The Archive Sounds: Oberlin and Activism in the 1980s engages critically with found sound from the largely neglected collection of old radio shows, news reports, and station IDs that make up the WOBC audio archive. The project highlights the peculiarity of an archive created and cared for haphazardly over three decades by various DJs and station staff. The Archive Sounds weaves interviews, speeches, and recordings of public events together to present an imagined, curated, narrative of Oberlin activism in the late 1980s.
With this project, I’m not looking to create an objective historical account of activism in Oberlin. Rather, I hope to present my version of the story as the archive might tell it. The program covers several themes including labor and union organizing, race, racism and gender in the city of Oberlin and within the institution of the College, and the struggle for divestment from South Africa. In addition, the program draws on various audio ephemera played on WOBC in the 1980s and 90s in order to situate the social and political content within the more general context of WOBC programming during that time.
Produced by Will Floyd, Senior Project in TIMARA, originally broadcast Tuesday, April 10, 2012 at 4pm
Read on for more information about the project and listen to the original source recordings used in the program.
About WOBC’s Audio Archive
Housed in the WOBC studios, WOBC’s archive of audio recordings includes more than one thousand 1/4″ reel-to-reel audio tapes that have endured 20 or more years of hot summers and chilly winters. The archive is by no means a definitive collection of events or radio programming of any particular type or from any particular era. Rather, the collection reflects the seemingly accidental nature of its creation and maintenance by a revolving cast of characters. Most radio broadcasts on WOBC were never recorded and even those that were were at risk of being taped over in order to create new programming. Recordings that survived in the WOBC audio archive are a minute sample of the programs once broadcast on the station. The vast majority of the items in the collection are copies of syndicated radio shows presumably broadcast once or maybe twice on the air and then saved to be erased and used again by the station. Many of the unexpected gems in the collection are poorly labeled recordings that were recorded over syndicated programs, making the archive hard to navigate. In many cases the only way to know what is on a particular audio reel is to play it. After digging through the archive for titles and labels relating to Oberlin’s activist history, I found several recordings of interest; however, I certainly did not undertake an exhaustive survey of the archived material. The following are recordings I sampled in the final program.

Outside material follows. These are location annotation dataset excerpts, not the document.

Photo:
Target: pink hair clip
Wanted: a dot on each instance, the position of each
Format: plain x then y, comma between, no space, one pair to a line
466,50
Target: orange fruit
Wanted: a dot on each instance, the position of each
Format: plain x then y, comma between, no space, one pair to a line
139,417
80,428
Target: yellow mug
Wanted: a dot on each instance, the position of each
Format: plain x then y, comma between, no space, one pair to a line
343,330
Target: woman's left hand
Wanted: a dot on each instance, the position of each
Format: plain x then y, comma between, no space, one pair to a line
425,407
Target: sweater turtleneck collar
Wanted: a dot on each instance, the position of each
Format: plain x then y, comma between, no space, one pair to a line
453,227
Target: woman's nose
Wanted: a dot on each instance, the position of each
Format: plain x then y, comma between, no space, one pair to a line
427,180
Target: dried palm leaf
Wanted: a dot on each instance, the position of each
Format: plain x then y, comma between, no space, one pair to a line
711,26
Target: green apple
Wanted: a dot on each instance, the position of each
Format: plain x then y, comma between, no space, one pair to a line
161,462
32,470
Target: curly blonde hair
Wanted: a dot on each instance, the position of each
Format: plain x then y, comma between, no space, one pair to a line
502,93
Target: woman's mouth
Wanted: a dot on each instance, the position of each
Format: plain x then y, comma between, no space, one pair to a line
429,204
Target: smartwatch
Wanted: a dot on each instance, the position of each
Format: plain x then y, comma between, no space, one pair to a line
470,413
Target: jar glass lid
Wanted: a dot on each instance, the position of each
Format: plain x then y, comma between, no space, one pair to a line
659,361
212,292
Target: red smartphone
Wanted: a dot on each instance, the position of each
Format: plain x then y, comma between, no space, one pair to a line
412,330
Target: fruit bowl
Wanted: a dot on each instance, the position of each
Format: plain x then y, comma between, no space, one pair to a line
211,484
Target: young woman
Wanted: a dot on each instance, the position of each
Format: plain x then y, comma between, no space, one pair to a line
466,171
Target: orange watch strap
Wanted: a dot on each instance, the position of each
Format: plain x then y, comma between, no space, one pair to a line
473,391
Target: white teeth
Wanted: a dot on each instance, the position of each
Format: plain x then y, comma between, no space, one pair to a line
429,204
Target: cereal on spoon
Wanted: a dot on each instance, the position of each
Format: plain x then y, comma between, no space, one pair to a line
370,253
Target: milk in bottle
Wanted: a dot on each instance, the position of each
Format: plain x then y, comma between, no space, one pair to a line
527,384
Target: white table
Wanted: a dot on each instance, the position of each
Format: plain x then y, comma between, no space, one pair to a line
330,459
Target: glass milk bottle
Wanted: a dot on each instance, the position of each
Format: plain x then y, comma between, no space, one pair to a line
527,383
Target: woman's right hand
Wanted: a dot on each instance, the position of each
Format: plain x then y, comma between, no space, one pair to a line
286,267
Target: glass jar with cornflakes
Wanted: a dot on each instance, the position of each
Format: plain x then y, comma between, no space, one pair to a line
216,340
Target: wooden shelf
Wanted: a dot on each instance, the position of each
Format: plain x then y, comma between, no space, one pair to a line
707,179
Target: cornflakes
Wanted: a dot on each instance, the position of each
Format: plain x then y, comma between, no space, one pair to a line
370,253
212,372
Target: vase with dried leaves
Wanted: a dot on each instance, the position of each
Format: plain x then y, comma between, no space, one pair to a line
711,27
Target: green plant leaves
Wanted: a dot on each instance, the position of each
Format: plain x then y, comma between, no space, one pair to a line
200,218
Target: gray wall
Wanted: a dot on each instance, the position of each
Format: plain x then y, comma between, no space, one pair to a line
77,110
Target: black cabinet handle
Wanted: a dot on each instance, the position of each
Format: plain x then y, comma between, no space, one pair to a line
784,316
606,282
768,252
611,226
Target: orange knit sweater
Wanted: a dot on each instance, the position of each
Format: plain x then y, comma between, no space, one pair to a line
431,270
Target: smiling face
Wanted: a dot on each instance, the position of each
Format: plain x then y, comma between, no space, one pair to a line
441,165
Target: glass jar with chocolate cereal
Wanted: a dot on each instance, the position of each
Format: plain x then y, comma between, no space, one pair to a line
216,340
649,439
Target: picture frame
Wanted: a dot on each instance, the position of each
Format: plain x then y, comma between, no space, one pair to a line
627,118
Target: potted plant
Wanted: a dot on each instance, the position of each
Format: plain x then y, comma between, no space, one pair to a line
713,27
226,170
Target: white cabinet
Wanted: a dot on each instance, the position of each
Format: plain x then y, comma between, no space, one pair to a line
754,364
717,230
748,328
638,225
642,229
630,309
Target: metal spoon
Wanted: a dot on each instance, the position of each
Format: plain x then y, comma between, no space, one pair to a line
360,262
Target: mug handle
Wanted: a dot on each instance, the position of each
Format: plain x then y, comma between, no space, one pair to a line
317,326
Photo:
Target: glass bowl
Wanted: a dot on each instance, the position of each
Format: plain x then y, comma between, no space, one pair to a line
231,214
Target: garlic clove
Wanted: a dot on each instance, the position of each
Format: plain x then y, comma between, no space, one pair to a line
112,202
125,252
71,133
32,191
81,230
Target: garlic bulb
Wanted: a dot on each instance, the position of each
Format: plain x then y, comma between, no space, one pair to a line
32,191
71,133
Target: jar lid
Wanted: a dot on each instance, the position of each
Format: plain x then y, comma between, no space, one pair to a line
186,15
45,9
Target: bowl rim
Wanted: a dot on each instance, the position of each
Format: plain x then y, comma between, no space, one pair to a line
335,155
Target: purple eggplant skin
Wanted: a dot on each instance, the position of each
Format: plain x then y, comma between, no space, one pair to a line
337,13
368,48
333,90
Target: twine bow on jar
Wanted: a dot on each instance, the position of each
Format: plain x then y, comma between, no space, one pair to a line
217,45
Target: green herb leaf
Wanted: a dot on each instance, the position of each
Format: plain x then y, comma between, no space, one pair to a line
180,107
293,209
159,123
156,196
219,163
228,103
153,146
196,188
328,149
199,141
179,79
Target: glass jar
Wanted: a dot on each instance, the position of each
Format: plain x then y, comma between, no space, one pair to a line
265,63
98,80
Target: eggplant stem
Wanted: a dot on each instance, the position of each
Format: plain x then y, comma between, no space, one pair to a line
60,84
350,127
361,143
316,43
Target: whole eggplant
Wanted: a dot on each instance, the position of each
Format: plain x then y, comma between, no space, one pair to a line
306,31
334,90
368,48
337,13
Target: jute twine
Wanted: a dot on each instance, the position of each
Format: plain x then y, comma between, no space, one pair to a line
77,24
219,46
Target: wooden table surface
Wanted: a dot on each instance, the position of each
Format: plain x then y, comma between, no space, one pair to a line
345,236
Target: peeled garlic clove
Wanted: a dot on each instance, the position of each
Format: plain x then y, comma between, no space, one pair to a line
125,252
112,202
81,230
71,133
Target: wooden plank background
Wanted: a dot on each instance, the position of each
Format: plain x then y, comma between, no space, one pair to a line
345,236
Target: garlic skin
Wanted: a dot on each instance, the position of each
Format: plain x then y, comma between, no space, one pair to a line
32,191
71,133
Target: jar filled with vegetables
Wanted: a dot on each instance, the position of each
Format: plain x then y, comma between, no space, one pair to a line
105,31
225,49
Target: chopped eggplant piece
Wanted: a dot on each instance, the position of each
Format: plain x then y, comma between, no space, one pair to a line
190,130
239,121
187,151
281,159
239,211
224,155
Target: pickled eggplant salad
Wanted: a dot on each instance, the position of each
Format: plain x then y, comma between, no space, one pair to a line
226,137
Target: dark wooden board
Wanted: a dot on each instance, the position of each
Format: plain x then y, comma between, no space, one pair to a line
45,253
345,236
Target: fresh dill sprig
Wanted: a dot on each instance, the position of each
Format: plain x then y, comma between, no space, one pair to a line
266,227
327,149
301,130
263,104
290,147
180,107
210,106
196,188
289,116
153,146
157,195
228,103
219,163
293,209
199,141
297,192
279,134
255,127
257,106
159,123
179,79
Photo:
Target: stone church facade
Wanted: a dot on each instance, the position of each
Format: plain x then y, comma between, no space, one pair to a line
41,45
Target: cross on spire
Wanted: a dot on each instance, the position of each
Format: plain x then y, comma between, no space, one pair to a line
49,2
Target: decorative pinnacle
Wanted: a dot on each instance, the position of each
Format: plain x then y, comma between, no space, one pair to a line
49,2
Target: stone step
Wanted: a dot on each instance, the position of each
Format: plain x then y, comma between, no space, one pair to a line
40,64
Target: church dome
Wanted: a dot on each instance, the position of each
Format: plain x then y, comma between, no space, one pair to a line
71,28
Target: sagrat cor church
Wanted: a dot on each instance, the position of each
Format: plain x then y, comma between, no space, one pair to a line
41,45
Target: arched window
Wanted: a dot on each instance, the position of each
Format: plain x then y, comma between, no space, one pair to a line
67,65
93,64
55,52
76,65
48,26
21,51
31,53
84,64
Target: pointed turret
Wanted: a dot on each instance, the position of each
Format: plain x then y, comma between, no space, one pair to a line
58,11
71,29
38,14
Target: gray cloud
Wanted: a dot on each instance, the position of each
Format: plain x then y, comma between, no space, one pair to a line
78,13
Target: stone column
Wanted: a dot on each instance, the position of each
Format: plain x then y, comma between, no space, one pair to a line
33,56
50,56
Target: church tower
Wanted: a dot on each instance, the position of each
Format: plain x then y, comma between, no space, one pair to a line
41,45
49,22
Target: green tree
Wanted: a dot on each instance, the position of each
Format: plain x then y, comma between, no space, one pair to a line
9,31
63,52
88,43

Recordings Referenced in the Program
Labor Pains: Working People Talk, November 28, 1986 - Interviews with Lorain steelworkers from USWA Local 1104.
The Other Oberlin - an alternative commencement forum held by student activists May, 1987 (year of Desmond Tutu Commencement address).

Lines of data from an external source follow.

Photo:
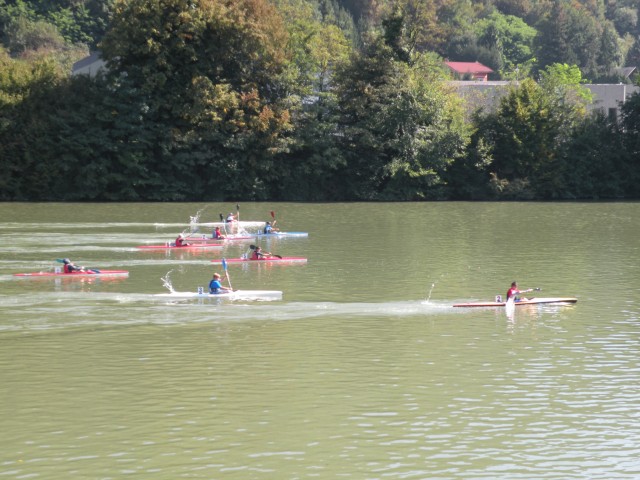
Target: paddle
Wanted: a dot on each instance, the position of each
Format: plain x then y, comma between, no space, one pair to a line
224,224
92,270
237,218
266,254
226,272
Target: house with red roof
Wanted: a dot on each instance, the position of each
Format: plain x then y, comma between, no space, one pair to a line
469,71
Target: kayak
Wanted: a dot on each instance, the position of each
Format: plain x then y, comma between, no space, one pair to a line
530,301
282,234
237,295
185,247
235,224
227,238
88,273
218,261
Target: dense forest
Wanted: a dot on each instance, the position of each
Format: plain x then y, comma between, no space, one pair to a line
314,100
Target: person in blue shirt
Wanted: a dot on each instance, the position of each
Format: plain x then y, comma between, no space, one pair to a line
215,286
217,234
268,228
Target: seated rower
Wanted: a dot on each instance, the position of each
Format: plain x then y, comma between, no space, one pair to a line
514,292
217,234
258,254
215,286
70,267
268,228
180,241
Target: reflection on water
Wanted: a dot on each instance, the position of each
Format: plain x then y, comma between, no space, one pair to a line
363,370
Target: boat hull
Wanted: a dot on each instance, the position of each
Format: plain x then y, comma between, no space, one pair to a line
237,295
199,246
101,273
231,261
282,234
530,301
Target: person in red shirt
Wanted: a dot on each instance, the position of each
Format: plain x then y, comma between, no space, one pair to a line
180,241
514,291
70,267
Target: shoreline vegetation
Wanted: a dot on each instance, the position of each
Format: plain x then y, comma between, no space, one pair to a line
311,101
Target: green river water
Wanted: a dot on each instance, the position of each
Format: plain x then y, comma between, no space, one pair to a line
363,370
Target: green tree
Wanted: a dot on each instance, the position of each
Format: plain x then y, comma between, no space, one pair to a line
207,79
527,138
512,37
398,128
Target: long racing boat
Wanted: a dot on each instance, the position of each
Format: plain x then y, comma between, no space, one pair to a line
274,259
265,295
521,303
282,234
77,274
170,246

Part 1 – Catherine Barnes – 4 year history of Oberlin
Part 2 – Eric Dorman – racism
Part 3 – Dan Jaffe (affirmative action)
Part 4 – Tony Houston (communications/divestment) / Don Driscoll (politics of Education)
Part 5 – Carol Moeller (women in academic institutions) / Question & Answer
Racism In Oberlin - An interview with Oberlin resident Margaret Smith produced by Anita Jacobs, date unknown.
Student-Trustee Discuss Divestment - Date unknown.
Student-Trustee Confrontation on South African Divestment - Held in King 106, December 6, 1986, speakers unknown.